Seven years after their first report of 2017 that roiled the NJC, at the beginning of July 2024, the UNODC and NBS issued the report of their third survey on corruption as experienced by the population of Nigeria. This 170-page report contains 15 references to judges none of which is particularly flattering. Among its many findings, the report deadpans that “among all types of public official for which there was sufficient data, with an average of NGN 31,000, the largest cash bribes were paid to judges and magistrates, followed by customs or immigration service officers (NGN 17,800) and members of the armed forces (NGN 16,600).”
It is a fitting coda to the tenure of outgoing Chief Justice of Nigeria, Olukayode Ariwoola, that the judiciary that he will leave behind has toppled both the Police and Customs services to reach the top of the institutional corruption grease pole in Nigeria. That is not a mean feat. The report finds a close relationship between corruption and nepotism, an enterprise in which Chief Justice Ariwoola excels, noting that “around 60 per cent of public sector applicants in Nigeria were hired as a result of nepotism, bribery or both – about 1.2 times the share found in the 2019 survey.”

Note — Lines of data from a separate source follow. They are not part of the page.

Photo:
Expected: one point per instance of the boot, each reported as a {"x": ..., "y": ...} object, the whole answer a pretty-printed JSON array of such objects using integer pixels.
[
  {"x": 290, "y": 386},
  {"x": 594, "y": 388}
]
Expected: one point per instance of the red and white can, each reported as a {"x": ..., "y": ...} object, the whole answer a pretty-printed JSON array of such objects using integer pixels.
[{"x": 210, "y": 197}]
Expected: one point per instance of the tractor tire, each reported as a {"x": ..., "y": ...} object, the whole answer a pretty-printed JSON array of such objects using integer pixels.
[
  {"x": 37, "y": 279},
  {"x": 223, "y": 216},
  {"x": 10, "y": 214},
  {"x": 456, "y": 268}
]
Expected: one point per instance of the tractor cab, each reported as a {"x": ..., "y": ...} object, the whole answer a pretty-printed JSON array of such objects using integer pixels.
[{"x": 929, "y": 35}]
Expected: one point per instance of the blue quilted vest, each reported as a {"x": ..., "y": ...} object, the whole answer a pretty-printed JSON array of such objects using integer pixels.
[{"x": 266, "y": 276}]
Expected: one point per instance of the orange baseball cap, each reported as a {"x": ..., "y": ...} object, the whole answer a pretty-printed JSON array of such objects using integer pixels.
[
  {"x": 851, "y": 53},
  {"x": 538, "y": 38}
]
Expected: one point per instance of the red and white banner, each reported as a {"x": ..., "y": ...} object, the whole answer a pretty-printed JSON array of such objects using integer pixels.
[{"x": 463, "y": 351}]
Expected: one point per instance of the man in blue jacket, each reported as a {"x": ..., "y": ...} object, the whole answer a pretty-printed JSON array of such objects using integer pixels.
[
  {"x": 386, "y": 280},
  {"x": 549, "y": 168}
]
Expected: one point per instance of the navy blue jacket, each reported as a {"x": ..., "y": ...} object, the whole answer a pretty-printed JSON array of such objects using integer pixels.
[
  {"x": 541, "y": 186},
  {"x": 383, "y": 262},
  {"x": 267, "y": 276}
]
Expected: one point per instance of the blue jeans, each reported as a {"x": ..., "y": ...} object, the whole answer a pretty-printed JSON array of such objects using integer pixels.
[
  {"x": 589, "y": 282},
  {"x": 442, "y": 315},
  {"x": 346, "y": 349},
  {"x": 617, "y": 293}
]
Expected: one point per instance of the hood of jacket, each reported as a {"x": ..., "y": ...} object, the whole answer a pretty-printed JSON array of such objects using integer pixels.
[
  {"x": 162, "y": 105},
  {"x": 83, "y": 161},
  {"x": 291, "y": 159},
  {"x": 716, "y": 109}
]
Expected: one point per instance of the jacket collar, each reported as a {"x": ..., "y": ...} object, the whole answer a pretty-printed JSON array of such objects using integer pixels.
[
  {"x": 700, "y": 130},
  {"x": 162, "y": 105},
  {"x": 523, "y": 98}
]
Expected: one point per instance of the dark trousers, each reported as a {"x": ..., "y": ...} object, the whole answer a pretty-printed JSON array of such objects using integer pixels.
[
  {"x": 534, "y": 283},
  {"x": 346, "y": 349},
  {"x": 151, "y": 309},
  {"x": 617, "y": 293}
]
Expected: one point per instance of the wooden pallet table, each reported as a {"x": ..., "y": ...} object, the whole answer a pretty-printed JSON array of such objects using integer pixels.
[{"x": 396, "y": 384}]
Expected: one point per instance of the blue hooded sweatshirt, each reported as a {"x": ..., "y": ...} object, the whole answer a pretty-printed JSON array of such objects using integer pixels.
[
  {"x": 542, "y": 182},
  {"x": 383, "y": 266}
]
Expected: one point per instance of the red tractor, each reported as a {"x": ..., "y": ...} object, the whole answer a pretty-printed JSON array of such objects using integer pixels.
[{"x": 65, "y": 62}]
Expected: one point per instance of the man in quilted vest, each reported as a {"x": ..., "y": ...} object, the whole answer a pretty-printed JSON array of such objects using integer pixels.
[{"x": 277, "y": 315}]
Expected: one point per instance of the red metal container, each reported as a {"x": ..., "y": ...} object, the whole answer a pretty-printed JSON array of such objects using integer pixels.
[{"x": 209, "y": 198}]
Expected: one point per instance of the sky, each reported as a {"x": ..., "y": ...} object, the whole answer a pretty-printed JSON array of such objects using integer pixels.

When he retired as a Justice of the Supreme Court 20 years ago, Samson Odemwingie Uwaifo feared that the appellate courts “may soon be infested if not already contaminated with” the vice of judicial corruption. Today, his fears appear to have come true to an extent that even he would find frightening. That has been made possible with the baleful benediction National Judicial Council under its current leadership. In 2017, it took the Council 18 days to finish reading the first UNODC-NBS Corruption Experience Report. We will hopefully find out soon enough how long it will take the Council to digest the 170-page-long successor to that report in 2024.